I haven't added to this blog in a while. Too busy working with clients and, let's face it, posting tweets. I've felt a little guilty about not keeping up on my promise to post interesting new retrospective activities in this blog too. The accumulated guilty feelings have nudged me to add useful content. Today I found something worth adding and that tipped me over the edge (along with some free time and an early morning in my office).
In a recent Sticky Minds column, Naomi Karten writes about PMI (Plus/Minus/Interesting), a technique for helping groups think together about many aspects of an issue. To get the full effect, read her article and/or check out the book she recommends--Edward deBono's, DeBono's Thinking Course.
Karten describes the technique using an example from her work with an IT group. They needed to resolve an ongoing disagreement about priorities and Naomi was there to facilitate their discussion. As it was a large group, she divided them into sub-groups of 4-5 people and challenged each group to identify all the things they could think of that they considered a "plus" about the issue, then everything they considered a "minus," and lastly, things they perceived as "Interesting" about it. To add to the challenge, she gave them a one-minute timebox for developing each list. Then the groups shared their lists.
In this instance, using PMI helped the group break out of their habitual patterns of thinking and find new perspectives on the issue.
In a retrospective design, PMI would fit well as a "Generating Insights" activity, helping a team learn more about a topic, analyze it together, then gain new insights into the possibilities and opportunities for improvement.
Plan for about 20-25 minutes for this activity, depending on the size of your team and the number of subgroups.
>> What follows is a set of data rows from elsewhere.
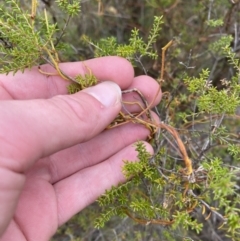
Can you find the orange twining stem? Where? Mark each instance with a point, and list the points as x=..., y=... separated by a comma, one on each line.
x=161, y=77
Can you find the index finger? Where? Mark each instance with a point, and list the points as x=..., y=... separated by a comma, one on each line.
x=33, y=85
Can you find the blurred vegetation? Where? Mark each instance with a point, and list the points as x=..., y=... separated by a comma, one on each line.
x=200, y=99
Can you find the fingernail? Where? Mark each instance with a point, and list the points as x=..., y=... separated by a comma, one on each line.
x=108, y=93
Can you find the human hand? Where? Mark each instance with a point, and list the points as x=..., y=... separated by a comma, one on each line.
x=56, y=157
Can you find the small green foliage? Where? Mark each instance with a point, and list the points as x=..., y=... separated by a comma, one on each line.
x=218, y=46
x=72, y=8
x=135, y=50
x=215, y=23
x=210, y=99
x=21, y=46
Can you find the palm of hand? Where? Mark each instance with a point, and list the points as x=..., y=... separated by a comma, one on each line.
x=58, y=167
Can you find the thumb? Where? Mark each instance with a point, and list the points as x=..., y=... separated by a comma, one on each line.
x=32, y=129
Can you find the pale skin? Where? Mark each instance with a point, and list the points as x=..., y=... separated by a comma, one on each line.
x=56, y=156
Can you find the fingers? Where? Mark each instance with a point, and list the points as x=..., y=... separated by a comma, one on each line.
x=92, y=152
x=83, y=187
x=43, y=127
x=32, y=84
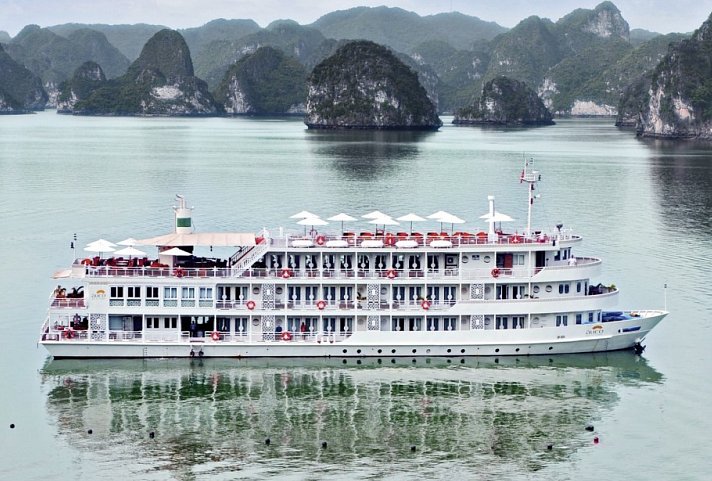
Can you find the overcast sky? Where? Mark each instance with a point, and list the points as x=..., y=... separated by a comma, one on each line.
x=662, y=16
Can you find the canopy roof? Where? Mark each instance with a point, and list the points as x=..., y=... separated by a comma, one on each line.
x=228, y=239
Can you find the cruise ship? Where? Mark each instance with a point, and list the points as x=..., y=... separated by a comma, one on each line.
x=384, y=292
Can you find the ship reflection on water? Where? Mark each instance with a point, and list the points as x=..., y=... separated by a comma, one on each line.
x=343, y=417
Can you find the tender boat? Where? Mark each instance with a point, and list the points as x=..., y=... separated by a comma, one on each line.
x=347, y=294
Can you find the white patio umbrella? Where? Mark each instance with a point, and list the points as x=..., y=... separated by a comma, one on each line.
x=374, y=214
x=130, y=251
x=312, y=221
x=129, y=242
x=410, y=218
x=343, y=218
x=302, y=215
x=175, y=252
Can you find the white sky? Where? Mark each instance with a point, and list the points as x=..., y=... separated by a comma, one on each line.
x=662, y=16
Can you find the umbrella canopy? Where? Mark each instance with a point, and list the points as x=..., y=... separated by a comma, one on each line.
x=374, y=214
x=129, y=242
x=101, y=243
x=302, y=215
x=410, y=218
x=98, y=248
x=175, y=252
x=130, y=251
x=343, y=218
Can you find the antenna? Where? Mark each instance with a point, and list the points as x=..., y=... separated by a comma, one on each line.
x=531, y=177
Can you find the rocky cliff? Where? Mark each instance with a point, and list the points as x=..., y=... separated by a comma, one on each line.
x=20, y=90
x=679, y=100
x=364, y=86
x=159, y=82
x=265, y=82
x=505, y=101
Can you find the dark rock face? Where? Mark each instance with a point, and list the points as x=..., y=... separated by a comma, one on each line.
x=364, y=86
x=679, y=101
x=159, y=82
x=20, y=90
x=265, y=82
x=505, y=102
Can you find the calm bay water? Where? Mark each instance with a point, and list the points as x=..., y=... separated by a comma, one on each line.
x=642, y=206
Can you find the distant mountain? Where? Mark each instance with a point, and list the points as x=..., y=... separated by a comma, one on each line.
x=160, y=82
x=364, y=86
x=305, y=44
x=129, y=39
x=403, y=30
x=20, y=90
x=678, y=102
x=264, y=82
x=505, y=102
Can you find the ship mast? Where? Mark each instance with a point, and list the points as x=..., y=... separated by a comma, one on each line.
x=531, y=177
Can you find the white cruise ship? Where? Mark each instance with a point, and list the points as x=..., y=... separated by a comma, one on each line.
x=390, y=291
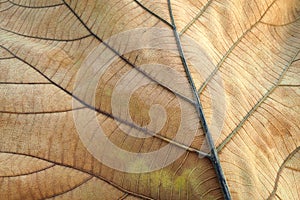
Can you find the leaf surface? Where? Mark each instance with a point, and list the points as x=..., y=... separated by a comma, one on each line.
x=254, y=48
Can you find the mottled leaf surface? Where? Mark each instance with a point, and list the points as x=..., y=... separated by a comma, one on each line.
x=254, y=47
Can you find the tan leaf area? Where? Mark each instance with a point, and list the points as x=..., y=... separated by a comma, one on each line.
x=248, y=86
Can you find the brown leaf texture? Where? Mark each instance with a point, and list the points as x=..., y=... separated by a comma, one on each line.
x=249, y=89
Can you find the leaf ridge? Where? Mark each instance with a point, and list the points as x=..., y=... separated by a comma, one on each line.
x=213, y=153
x=283, y=165
x=30, y=173
x=77, y=169
x=281, y=25
x=108, y=114
x=72, y=188
x=43, y=38
x=257, y=105
x=125, y=59
x=229, y=51
x=33, y=7
x=152, y=13
x=199, y=14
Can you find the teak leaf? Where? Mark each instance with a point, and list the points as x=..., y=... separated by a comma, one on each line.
x=134, y=99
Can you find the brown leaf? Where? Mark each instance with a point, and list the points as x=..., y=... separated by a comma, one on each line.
x=56, y=91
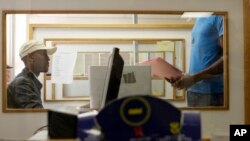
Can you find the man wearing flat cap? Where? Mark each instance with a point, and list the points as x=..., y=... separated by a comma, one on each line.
x=25, y=90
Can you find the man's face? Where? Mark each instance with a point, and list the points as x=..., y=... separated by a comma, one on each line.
x=40, y=61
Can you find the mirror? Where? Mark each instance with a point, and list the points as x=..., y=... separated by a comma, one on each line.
x=141, y=35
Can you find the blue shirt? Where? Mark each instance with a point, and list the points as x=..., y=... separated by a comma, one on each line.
x=205, y=51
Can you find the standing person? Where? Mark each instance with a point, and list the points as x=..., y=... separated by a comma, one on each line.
x=8, y=75
x=204, y=83
x=25, y=90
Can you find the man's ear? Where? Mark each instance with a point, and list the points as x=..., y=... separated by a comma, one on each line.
x=30, y=57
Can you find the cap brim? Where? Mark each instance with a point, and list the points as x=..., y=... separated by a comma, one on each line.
x=51, y=50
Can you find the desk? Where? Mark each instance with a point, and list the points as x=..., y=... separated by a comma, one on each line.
x=43, y=136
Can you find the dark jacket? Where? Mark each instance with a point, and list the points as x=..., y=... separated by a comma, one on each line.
x=24, y=91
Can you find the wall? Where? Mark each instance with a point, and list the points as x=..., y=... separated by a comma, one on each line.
x=213, y=122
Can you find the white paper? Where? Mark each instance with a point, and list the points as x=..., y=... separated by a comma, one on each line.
x=63, y=64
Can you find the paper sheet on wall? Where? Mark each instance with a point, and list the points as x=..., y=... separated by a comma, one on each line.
x=165, y=46
x=62, y=67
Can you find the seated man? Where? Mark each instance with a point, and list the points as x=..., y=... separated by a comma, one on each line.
x=25, y=90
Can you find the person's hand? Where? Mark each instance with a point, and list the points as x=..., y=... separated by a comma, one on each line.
x=172, y=80
x=184, y=82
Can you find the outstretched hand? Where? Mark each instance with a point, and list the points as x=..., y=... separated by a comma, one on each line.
x=182, y=82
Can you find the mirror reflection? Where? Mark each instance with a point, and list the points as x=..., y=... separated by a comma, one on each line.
x=199, y=51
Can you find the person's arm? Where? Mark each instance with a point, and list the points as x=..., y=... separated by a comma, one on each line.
x=214, y=69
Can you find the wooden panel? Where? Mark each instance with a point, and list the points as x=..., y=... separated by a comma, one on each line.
x=246, y=14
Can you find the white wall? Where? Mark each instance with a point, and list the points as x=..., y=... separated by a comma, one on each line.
x=213, y=122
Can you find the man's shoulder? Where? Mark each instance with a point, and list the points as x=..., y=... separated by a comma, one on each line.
x=21, y=79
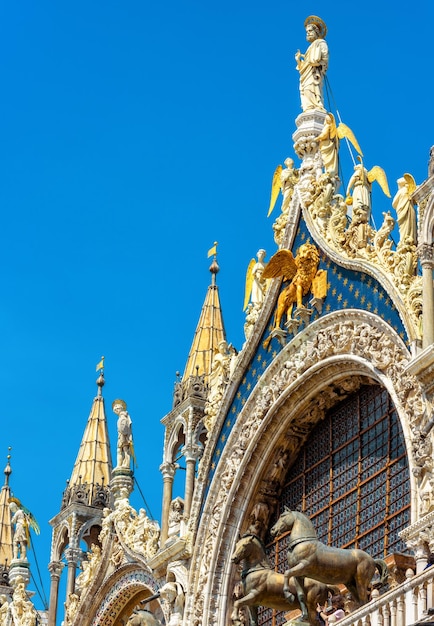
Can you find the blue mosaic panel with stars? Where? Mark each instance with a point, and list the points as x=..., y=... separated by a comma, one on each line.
x=347, y=289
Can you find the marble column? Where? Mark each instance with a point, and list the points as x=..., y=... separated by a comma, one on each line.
x=168, y=471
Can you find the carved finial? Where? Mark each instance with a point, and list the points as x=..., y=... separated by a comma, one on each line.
x=8, y=469
x=214, y=267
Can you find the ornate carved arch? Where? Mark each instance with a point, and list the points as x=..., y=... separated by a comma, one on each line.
x=117, y=597
x=345, y=346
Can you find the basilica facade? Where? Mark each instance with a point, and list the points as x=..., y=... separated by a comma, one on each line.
x=325, y=412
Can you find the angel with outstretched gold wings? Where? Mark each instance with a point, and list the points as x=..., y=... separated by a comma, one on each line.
x=22, y=520
x=361, y=185
x=329, y=143
x=404, y=206
x=255, y=282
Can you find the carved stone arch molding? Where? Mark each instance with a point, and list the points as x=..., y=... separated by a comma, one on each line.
x=329, y=358
x=118, y=596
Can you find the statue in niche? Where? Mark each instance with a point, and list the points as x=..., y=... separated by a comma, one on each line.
x=404, y=207
x=21, y=608
x=71, y=606
x=431, y=163
x=89, y=568
x=284, y=180
x=329, y=143
x=176, y=513
x=22, y=520
x=4, y=610
x=255, y=283
x=312, y=65
x=125, y=437
x=360, y=184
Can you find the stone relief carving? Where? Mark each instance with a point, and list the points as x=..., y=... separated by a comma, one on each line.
x=137, y=531
x=355, y=238
x=19, y=612
x=343, y=337
x=222, y=368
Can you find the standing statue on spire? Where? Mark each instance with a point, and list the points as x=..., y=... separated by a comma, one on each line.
x=313, y=64
x=125, y=437
x=22, y=520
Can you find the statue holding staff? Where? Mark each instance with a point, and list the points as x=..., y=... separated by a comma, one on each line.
x=312, y=65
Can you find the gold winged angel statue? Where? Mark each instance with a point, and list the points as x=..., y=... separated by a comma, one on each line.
x=22, y=520
x=361, y=185
x=303, y=274
x=328, y=140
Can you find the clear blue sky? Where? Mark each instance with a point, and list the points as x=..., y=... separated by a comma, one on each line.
x=133, y=135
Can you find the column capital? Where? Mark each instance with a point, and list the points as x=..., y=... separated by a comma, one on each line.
x=55, y=568
x=73, y=555
x=425, y=252
x=192, y=451
x=168, y=470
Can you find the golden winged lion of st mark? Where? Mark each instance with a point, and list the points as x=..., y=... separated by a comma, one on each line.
x=303, y=274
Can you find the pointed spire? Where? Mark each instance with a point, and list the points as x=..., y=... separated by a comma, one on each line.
x=6, y=552
x=92, y=469
x=210, y=329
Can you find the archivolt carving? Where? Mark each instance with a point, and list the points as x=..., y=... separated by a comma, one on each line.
x=374, y=348
x=358, y=240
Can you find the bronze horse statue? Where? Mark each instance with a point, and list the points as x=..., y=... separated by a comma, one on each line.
x=307, y=556
x=262, y=586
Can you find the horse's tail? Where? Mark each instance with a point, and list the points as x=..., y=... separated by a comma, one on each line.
x=333, y=590
x=383, y=570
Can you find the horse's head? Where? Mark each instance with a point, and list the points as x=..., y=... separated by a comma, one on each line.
x=241, y=549
x=249, y=548
x=284, y=523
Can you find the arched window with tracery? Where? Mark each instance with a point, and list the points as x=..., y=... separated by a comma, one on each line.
x=351, y=479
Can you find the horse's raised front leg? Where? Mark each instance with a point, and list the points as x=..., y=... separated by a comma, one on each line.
x=286, y=591
x=299, y=586
x=245, y=601
x=253, y=612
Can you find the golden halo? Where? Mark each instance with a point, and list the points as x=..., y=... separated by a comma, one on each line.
x=316, y=21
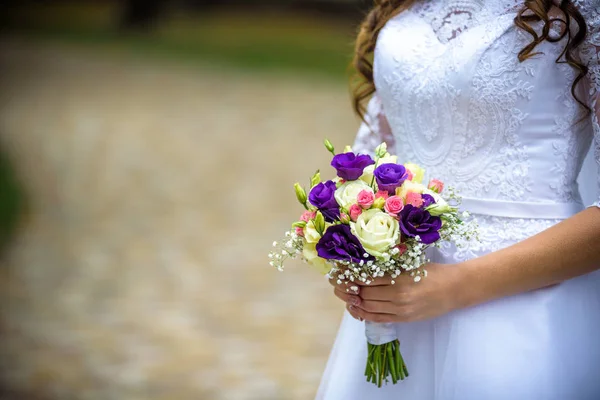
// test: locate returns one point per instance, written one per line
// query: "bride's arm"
(567, 250)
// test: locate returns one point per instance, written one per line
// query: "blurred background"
(147, 155)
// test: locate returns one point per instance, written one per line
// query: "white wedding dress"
(453, 97)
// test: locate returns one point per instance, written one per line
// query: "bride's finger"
(379, 293)
(379, 281)
(353, 312)
(345, 286)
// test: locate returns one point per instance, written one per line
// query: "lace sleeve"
(375, 131)
(590, 55)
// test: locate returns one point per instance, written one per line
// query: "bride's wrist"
(467, 288)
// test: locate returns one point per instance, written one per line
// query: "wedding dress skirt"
(531, 346)
(453, 97)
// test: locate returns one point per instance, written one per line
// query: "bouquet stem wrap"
(384, 360)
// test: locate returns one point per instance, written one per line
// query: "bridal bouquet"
(375, 219)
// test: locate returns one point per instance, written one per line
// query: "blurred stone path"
(155, 191)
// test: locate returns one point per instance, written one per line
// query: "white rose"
(417, 172)
(367, 175)
(310, 254)
(346, 194)
(377, 231)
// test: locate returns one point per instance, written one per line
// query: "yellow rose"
(347, 194)
(407, 187)
(367, 175)
(417, 172)
(310, 232)
(310, 254)
(377, 231)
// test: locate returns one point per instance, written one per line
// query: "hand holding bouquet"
(376, 218)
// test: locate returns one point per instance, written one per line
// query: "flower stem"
(384, 362)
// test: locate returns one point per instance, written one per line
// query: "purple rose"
(322, 197)
(416, 221)
(350, 166)
(427, 200)
(338, 243)
(390, 176)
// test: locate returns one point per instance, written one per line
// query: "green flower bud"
(438, 209)
(316, 179)
(320, 223)
(329, 146)
(300, 194)
(379, 203)
(381, 150)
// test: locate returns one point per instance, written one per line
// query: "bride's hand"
(406, 300)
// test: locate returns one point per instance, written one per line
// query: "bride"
(501, 100)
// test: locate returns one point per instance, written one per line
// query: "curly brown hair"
(532, 11)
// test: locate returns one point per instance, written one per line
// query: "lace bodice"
(453, 97)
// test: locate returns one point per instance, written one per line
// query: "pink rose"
(436, 185)
(403, 248)
(355, 210)
(344, 218)
(414, 199)
(393, 205)
(383, 194)
(308, 215)
(365, 198)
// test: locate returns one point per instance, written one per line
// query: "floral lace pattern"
(495, 233)
(458, 102)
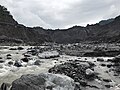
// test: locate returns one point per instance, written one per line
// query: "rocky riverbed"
(88, 73)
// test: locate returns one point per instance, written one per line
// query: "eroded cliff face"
(11, 31)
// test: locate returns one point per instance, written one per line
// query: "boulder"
(37, 62)
(25, 59)
(89, 72)
(43, 81)
(17, 64)
(100, 59)
(48, 54)
(20, 48)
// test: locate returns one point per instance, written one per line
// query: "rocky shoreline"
(24, 65)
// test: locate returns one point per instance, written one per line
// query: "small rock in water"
(100, 59)
(2, 61)
(17, 64)
(37, 62)
(20, 48)
(89, 72)
(25, 59)
(8, 55)
(10, 63)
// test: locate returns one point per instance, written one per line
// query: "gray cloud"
(61, 13)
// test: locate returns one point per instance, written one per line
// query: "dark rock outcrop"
(43, 82)
(12, 32)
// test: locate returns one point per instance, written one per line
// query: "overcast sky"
(61, 13)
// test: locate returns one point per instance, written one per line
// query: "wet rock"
(13, 49)
(8, 55)
(76, 70)
(20, 48)
(37, 62)
(83, 83)
(2, 61)
(48, 54)
(25, 59)
(43, 82)
(89, 72)
(103, 65)
(5, 86)
(32, 51)
(107, 80)
(9, 58)
(109, 65)
(17, 64)
(10, 63)
(100, 59)
(108, 86)
(27, 55)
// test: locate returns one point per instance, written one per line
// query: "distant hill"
(13, 32)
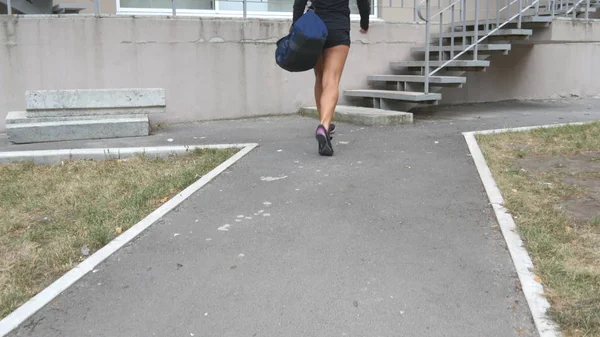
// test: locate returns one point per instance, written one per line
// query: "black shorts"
(337, 37)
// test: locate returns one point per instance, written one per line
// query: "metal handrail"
(473, 46)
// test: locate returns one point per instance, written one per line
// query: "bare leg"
(334, 60)
(319, 83)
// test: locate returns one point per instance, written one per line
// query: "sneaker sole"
(324, 148)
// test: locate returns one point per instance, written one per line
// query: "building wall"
(210, 68)
(224, 68)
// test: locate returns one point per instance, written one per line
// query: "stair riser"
(65, 131)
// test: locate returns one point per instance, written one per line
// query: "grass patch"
(550, 182)
(52, 216)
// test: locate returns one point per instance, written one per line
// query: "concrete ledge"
(363, 116)
(85, 99)
(22, 117)
(21, 133)
(25, 311)
(74, 113)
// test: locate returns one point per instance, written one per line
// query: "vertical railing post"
(520, 14)
(464, 21)
(414, 10)
(498, 13)
(441, 41)
(452, 37)
(487, 16)
(427, 37)
(476, 29)
(587, 9)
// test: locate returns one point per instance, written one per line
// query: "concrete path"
(393, 236)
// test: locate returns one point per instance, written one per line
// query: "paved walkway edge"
(533, 290)
(36, 303)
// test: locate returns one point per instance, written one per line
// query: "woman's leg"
(327, 93)
(319, 83)
(334, 60)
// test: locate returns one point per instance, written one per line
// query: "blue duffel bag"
(301, 48)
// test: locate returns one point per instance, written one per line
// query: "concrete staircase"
(62, 115)
(40, 7)
(406, 88)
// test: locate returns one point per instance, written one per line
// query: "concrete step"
(78, 102)
(514, 33)
(418, 79)
(363, 116)
(409, 96)
(500, 47)
(579, 10)
(525, 19)
(21, 131)
(454, 65)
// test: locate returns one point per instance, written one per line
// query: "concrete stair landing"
(363, 116)
(63, 115)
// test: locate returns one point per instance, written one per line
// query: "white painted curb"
(533, 290)
(36, 303)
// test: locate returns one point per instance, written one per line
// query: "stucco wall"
(210, 68)
(224, 68)
(558, 61)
Allow one minute to form subgroups of 2-4 team members; another minute for developing each of the three lists; ten minutes (depending on the number of subgroups) to create the common list on a flipchart or whiteboard; and a few extra minutes for the team to reflect on the outcome.
Rather than writing lists on paper, I suggest asking the groups to write their ideas on sticky-notes (one per note), then report them in round-robin format--each group hands one of their sticky-noted ideas to the retrospective leader in turn and eliminates the redundant notes when another group reports the same or similar thought.
After a discussion of the common PMI list, choose an activity to help the team identify a list of alternatives for improvement actions for the issue and move into the "Deciding What to Do" step in the retrospective framework.